State-of-the-art music scanning by Soundslice. It's been a while since I checked in on Soundslice, Adrian Holovaty's beautiful web application focused on music education.

The latest feature is spectacular. The Soundslice music editor - already one of the most impressive web applications I've ever experienced - can now import notation directly from scans or photos of sheet music.

The attention to detail is immaculate. The custom machine learning model can handle a wide variety of notation details, and the system asks the user to verify or correct details that it couldn't perfectly determine using a neatly designed flow.

Free accounts can scan two single page documents a month, and paid plans get a much higher allowance.

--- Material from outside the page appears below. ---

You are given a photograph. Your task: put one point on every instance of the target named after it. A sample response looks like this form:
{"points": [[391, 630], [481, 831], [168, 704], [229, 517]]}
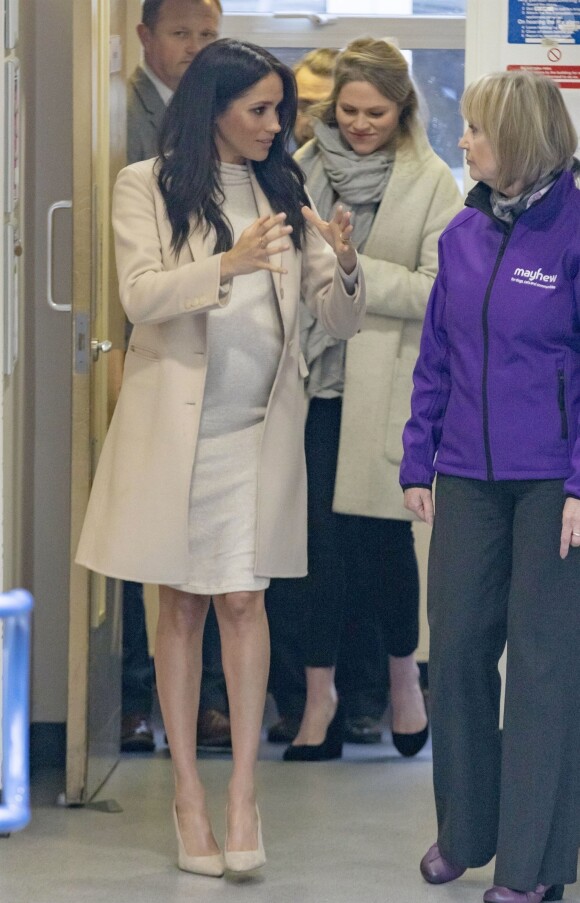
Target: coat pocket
{"points": [[399, 408]]}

I tried it out just now on a low resolution image I found on Wikipedia and it did a fantastic job, even allowing me to listen to a simulated piano rendition of the music once it had finished processing.

It's worth spending some time with the release notes for the feature to appreciate how much work they've out into improving it since the initial release.

If you're new to Soundslice, here's an example of their core player interface which syncs the display of music notation to an accompanying video.

Adrian wrote up some detailed notes on the machine learning behind the feature when they first launched it in beta back in November 2022.

OMR [Optical Music Recognition] is an inherently hard problem, significantly more difficult than text OCR. For one, music symbols have complex spatial relationships, and mistakes have a tendency to cascade. A single misdetected key signature might result in multiple incorrect note pitches. And there’s a wide diversity of symbols, each with its own behavior and semantics — meaning the problems and subproblems aren’t just hard, there are many of them.